How it works: The AI boom made the biggest companies even more profitable last year, he says.
- And some largeish businesses that grew more profitable ascended into the top third.
- The big guys aren't simply the Magnificent 7 companies, but include Netflix, Home Depot and JPMorgan Chase.
"We're just seeing explosive growth in established companies," Tedeschi tells Axios.
The big picture: The U.S. stock market is incredibly top heavy. Just a few firms make up nearly 40% of the total market cap of the S&P 500.
- The current level of concentration in the market is now higher than it was in 1932, per data cited recently by Morningstar.
- Back then, nearly 13% of the entire value of the U.S. stock market was concentrated in one company, AT&T, Wall Street Journal columnist Jason Zweig noted earlier this year.

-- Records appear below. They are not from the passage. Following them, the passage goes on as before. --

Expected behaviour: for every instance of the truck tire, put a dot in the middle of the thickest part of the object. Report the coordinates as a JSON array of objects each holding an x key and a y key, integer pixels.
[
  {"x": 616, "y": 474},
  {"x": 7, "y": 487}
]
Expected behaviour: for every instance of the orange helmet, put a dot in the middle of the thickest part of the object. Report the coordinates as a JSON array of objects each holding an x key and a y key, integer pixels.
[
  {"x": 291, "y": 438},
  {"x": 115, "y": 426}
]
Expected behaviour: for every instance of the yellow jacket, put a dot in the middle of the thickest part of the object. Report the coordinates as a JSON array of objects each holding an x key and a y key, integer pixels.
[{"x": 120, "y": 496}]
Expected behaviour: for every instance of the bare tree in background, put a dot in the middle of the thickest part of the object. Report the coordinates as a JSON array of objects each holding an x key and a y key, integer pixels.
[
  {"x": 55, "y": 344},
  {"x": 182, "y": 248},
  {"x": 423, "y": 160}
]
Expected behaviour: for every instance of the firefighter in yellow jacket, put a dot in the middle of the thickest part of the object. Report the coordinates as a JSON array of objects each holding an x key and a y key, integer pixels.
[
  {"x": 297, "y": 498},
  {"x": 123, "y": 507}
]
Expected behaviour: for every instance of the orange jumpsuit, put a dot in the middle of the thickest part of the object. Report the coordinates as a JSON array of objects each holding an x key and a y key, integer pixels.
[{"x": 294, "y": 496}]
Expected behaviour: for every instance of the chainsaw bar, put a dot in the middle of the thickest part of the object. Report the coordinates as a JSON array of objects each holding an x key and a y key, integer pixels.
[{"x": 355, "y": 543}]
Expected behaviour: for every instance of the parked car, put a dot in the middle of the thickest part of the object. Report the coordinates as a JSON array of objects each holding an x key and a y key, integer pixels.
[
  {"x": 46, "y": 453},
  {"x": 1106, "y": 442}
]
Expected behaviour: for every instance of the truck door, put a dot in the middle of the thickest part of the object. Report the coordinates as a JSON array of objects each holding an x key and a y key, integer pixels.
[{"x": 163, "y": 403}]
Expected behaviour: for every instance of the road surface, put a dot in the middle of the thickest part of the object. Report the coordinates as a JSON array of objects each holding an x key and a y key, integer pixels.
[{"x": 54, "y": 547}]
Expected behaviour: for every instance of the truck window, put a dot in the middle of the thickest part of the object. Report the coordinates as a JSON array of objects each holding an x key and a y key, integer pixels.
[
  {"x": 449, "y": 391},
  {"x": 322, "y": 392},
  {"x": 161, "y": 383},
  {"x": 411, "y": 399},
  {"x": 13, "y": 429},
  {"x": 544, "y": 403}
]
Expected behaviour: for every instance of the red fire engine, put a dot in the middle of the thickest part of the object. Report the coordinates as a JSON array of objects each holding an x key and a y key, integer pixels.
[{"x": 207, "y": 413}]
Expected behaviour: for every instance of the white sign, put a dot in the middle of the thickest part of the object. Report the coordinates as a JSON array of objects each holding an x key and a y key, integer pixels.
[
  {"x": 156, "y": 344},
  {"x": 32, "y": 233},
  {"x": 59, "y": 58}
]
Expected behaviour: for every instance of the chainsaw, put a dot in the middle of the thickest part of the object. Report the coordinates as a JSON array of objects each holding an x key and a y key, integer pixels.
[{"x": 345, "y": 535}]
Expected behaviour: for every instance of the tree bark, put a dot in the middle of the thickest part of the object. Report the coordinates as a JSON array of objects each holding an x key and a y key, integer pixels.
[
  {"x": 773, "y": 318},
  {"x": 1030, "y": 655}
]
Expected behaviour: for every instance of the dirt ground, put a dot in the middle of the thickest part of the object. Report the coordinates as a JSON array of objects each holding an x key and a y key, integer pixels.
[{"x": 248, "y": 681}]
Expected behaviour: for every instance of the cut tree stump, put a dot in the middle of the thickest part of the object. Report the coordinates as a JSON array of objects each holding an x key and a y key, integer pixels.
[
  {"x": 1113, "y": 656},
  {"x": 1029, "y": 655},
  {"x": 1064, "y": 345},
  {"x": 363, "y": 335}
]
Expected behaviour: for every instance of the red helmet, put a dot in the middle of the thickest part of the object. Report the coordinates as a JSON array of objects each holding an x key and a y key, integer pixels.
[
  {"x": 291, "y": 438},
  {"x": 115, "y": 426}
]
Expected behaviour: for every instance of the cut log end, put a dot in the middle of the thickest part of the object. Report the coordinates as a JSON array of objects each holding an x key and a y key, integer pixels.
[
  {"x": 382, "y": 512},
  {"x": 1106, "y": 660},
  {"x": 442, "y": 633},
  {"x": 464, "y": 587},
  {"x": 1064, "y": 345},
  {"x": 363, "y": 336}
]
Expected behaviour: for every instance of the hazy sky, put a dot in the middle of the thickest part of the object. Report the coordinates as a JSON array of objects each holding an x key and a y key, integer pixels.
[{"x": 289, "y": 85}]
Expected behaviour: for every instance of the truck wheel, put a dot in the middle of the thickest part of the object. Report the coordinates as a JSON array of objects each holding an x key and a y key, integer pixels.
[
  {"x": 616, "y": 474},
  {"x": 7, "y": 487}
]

- Another time of high concentration was during the dot-com boom.
- That concentration could intensify if mega-AI startups Anthropic and OpenAI go public this year — not to mention SpaceX.
Follow the money: High concentration means investor returns are increasingly dependent on just a few companies.
- It's kind of counterintuitive: You would think that by investing in, say, an index fund that tracks the S&P 500, you're diversifying your investments. Instead, you're actually just betting on a handful of companies.
"If the biggest trees fall, everyone will feel the forest shake" is how the New York Times' Jeff Sommer put it recently.
- For those who've been told diversification matters, it's uncomfortable.
- Investors are talking about this "a lot," Dan Lefkovitz, a strategist with Morningstar, tells Axios.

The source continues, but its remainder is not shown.